Este trabalho amplia uma pesquisa que começa em 2006 com a construção de hortas em ambientes urbanos, propondo um uso colectivo do espaço privado ou a apropriação de espaços públicos destinados a outros fins. Desta forma, explica a tabela da peça, “questiona a noção de propriedade e amplia a noção de sobrevivência”.
O curador João Laia, que comissaria uma exposição na galeria paulista Jaqueline Martins e vive em Londres, acha a horta de Carla Filipe “fantástica e supercoerente com o trabalho anterior”. “Mas expande um bocadinho o trabalho dela, que tem sido em torno da memória e mais auto-biográfico.”

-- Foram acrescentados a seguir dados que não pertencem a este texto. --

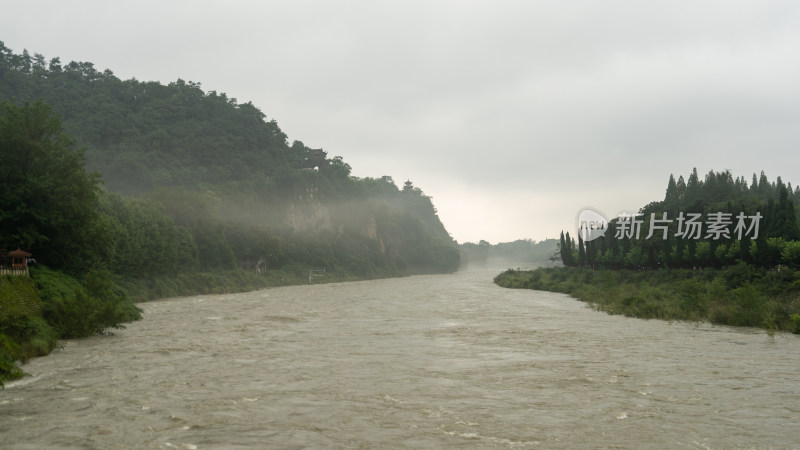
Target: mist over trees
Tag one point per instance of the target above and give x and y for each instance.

O trabalho de Carla Filipe passa também por uma colaboração com o artista brasileiro Jorge Menna Barreto, que abriu um restaurante-instalação no interior da bienal com produtos orgânicos, e que quer mostrar como a alimentação molda a paisagem em que vivemos. “Ele já trabalhou com PANCS e vai usar produtos da minha horta. Foi acordado desde cedo, o que facilitou a minha preocupação sobre o destino dos produtos, uma vez que não queria que a minha horta tivesse uma finalidade contemplativa”, explica Carla Filipe.
Se algumas destas plantas já tiveram uma presença mais forte na nossa gastronomia, outras nunca tiveram um papel relevante: “Algumas encontramos facilmente na rua ou nos passeios e não damos conta da sua função alimentar.” São forças espontâneas, que numa interpretação mais política podem ser consideradas como metáforas da vida nas cidades, como símbolos de resistência.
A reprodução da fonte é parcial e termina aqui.